A lot of things don't happen. Neither she nor we get any sense of what the novel is like. She never reads it, let alone attempts to stretch herself into the role of being its author. And she never comes close to being found out. What happens to the body of the young man, you may ask? Well, Morvern cuts him up in bits and pieces and buries them in the wild Highland hills, unobserved. That this story situation is so fanciful, or dream-like, is undercut by the intimate naturalism of the filming, by the way Morvern so often lounges around naked or in her underwear, and by the vacant radiance of Samantha Morton in the central role.

Now if you add the story evasions (or gaps) to the extensive nudity, you might suspect that this is an independent movie short on ideas, except for those about getting made. Not so. This is actually a deeply felt story about a young person coming to life (despite the trigger of death), and it's about feelings, or a kind of spirituality, that transcend narrative details. That said, I don't think it would have a chance of holding the screen were it not for Ms. Morton. She played the pre-cog Agatha, in "Minority Report," and she has the potential to be a very considerable actress, no matter that she is hardly pretty in a conventional sense, let alone glamorous. There are times with this movie when the gap between Ms. Morton and the regular concept of "movie star" leaves the picture like a kind of reflective diary or a communion between Morvern and her inner thoughts.
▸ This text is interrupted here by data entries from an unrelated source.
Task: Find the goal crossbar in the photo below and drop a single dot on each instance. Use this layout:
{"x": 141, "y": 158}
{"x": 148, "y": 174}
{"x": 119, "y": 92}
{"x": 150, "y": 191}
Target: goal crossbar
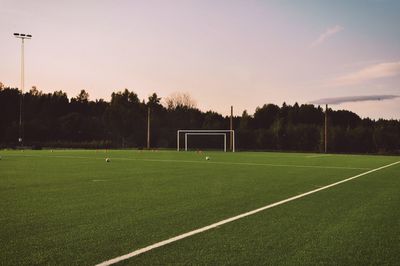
{"x": 205, "y": 132}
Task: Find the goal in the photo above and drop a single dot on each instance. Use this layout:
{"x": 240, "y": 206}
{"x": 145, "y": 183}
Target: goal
{"x": 205, "y": 132}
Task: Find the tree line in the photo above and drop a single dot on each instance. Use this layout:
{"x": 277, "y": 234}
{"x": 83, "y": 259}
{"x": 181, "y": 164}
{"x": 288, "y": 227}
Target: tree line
{"x": 54, "y": 120}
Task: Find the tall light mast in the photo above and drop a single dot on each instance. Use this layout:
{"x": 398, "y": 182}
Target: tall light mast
{"x": 22, "y": 36}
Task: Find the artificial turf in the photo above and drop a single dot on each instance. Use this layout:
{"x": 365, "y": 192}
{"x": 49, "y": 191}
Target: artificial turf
{"x": 71, "y": 207}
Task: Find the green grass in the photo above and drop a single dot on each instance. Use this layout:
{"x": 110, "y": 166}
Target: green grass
{"x": 71, "y": 207}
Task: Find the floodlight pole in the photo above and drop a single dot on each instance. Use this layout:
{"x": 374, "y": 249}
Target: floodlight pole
{"x": 22, "y": 36}
{"x": 148, "y": 127}
{"x": 231, "y": 132}
{"x": 326, "y": 129}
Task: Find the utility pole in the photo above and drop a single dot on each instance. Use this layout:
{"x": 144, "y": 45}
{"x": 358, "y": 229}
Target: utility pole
{"x": 326, "y": 129}
{"x": 148, "y": 127}
{"x": 231, "y": 128}
{"x": 22, "y": 36}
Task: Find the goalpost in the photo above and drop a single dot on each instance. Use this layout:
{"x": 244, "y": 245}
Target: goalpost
{"x": 204, "y": 132}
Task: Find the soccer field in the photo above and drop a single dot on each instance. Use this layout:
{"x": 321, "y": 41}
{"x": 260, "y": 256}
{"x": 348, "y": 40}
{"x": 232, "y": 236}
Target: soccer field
{"x": 72, "y": 207}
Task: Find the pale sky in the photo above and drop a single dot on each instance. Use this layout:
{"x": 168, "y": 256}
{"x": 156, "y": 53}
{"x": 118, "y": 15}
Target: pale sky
{"x": 241, "y": 53}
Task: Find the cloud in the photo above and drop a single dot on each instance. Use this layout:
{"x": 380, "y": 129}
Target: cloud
{"x": 326, "y": 35}
{"x": 376, "y": 71}
{"x": 349, "y": 99}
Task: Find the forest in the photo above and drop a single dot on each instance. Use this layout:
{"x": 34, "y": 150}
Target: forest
{"x": 55, "y": 121}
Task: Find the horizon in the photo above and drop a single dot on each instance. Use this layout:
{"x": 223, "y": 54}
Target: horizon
{"x": 223, "y": 53}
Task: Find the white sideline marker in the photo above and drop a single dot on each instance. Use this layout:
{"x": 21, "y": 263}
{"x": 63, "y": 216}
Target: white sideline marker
{"x": 211, "y": 226}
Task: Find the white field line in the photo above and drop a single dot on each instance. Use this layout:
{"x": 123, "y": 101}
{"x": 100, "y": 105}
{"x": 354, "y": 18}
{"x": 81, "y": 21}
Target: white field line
{"x": 318, "y": 155}
{"x": 211, "y": 226}
{"x": 202, "y": 162}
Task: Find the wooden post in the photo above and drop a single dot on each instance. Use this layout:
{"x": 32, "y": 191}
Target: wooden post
{"x": 326, "y": 129}
{"x": 148, "y": 127}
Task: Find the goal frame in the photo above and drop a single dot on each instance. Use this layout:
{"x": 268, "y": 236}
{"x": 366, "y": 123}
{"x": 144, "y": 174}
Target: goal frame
{"x": 205, "y": 132}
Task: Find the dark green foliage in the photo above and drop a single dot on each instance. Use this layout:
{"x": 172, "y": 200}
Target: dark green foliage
{"x": 53, "y": 119}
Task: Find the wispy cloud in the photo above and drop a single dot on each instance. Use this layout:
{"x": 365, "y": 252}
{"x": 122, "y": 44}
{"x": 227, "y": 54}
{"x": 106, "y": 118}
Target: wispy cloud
{"x": 376, "y": 71}
{"x": 339, "y": 100}
{"x": 326, "y": 35}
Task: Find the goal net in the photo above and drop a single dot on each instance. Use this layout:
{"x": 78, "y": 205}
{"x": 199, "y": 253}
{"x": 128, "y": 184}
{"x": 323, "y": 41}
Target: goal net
{"x": 187, "y": 133}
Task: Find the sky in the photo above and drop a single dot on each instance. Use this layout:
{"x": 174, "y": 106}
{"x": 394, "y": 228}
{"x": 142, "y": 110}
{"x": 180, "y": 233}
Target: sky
{"x": 241, "y": 53}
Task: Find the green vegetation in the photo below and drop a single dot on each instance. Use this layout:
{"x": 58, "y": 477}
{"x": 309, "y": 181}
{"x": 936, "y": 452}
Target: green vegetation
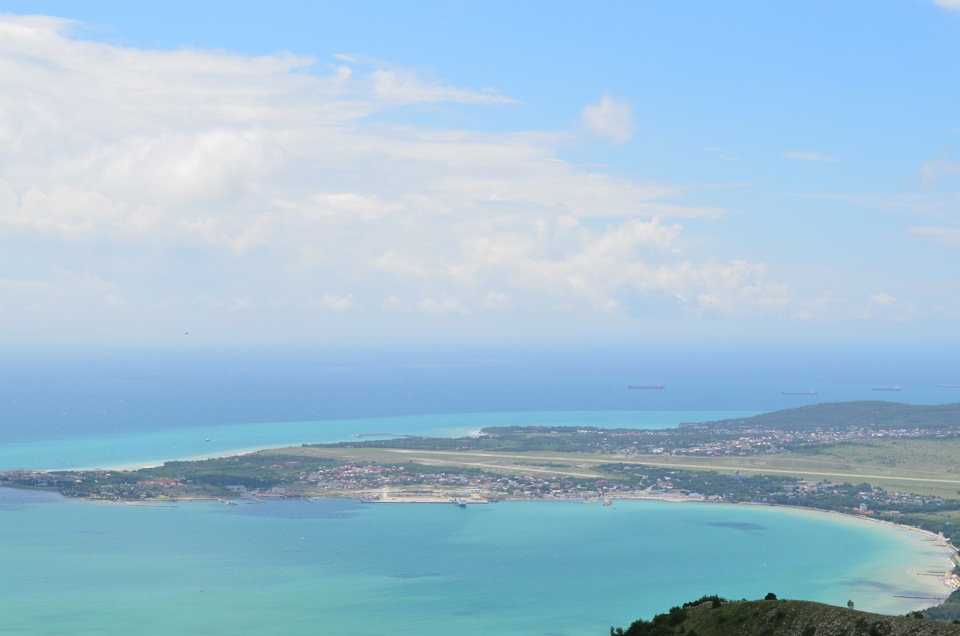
{"x": 714, "y": 616}
{"x": 842, "y": 415}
Except that that's not quite right, either, for there are moments when she is ravishing in a film that seems to offer that kind of beauty (as much inner as outer) as the adventure or the test of maturity toward which Morvern Callar is tending. There could easily be another film growing out of this situation (it comes from a novel by Alan Warner), one that could reach as far as London, and end in wild comedy or grave tragedy. Morvern Callar might become a better novelist than her boyfriend. She might be exposed as a fraud. But for the moment of this intriguing, very sensual, truly introspective film, she is on the cusp, wondering how far she can carry the experiment with self. Samantha Morton may mean more to us one day than Lynne Ramsay; still, "Morvern Callar" is a fascinating picture and I look forward to seeing it open in American theaters.

This article has been corrected since it was first published.


By David Thomson

David Thomson is the author of "A Biographical Dictionary of Film" (new edition just published), "Rosebud: The Story of Orson Welles" and "In Nevada."